I have removed the Username and REST endpoint / query from the log.
The questions I have are as follows: 1. There is a 5s delay evident between the "authorization" log entry and the "dispatch" log entry.
I'm not sure what this means exactly because I'm not sure what Knox is doing under the hood at this time.
It could be:
A delay in the Authorization step (Knox is waiting for auth). If the log entry was generated at the start of the authorization step then there would be a delay evident in the audit log until the dispatch entry is written. I would assume that authorization would be quick, but am not sure.
A delay in the Dispatch step (Knox is waiting on the HBase REST API to return). If the entry was generated after the dispatch step was done. This seems like the more likely candidate as it involves setting up a connection to HBase REST, submitting the query, and waiting for a response.

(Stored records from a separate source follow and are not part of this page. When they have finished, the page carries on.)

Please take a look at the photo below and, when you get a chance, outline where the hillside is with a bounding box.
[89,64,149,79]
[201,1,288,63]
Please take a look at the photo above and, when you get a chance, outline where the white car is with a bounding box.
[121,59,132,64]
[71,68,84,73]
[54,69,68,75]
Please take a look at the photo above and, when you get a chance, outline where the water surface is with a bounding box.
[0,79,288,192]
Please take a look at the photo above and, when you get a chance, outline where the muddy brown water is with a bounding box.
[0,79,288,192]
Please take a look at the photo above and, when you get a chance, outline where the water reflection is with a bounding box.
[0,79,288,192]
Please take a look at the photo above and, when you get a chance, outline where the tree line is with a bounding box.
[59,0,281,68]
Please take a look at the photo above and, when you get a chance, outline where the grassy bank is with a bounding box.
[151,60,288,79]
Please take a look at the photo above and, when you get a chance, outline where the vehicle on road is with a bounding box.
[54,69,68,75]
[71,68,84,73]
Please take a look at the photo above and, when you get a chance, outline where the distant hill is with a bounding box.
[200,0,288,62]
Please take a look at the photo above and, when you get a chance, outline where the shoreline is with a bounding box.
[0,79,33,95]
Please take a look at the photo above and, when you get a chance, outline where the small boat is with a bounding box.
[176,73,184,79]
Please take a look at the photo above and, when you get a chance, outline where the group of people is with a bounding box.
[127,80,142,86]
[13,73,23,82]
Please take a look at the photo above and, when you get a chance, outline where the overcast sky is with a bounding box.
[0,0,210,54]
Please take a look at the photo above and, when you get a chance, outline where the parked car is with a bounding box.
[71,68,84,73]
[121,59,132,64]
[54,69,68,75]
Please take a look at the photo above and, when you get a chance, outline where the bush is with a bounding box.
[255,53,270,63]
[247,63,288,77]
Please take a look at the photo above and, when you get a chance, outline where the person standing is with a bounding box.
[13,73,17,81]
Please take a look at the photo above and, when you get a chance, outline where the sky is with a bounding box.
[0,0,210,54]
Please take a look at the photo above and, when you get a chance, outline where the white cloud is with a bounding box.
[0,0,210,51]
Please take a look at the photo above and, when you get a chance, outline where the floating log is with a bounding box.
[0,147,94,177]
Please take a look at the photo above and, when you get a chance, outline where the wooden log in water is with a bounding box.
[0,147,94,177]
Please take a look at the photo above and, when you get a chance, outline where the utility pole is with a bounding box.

Does anyone know which of the 2 options above are valid?
Also, are there any ways to fix this delay?
2. The first log entry has a response of "unavailable".
Is this of any concern? All log entries, including non-delayed ones, have this status so I have assumed it is not serious.
Some metrics of our cluster:
The delays do not seem to be related to query load / concurrency
We do around 30 queries per second which HBase is supposed to handle. Not sure if the REST API or Knox gateway are rated for this degree of concurrency.
We have plenty of hardware - more than 10 worker nodes. The HBase REST and Knox services are both running on the same master node.
The queries are small and return maybe 10 rows and 30 columns at most from HBase
Based on the above we don't expect a hardware issue or an issue with HBase itself (although anything is possible). We expect the issue to perhaps be with Knox or the HBase REST API.
I think spawning the HBase connection is the most likely cause of the delay. Authorization architecture with Ranger is all enforced at the edges, in your case at the Knox nodes (can the user access the HBase topology) and at the Region server (can the client access the Hbase objects).
I would think that every call to Knox Hbase topology/Hbase REST will mean a new connection to HBase, but I am not sure.
You could try to eliminate causes by testing whether direct calls to HBase Rest have the same latency.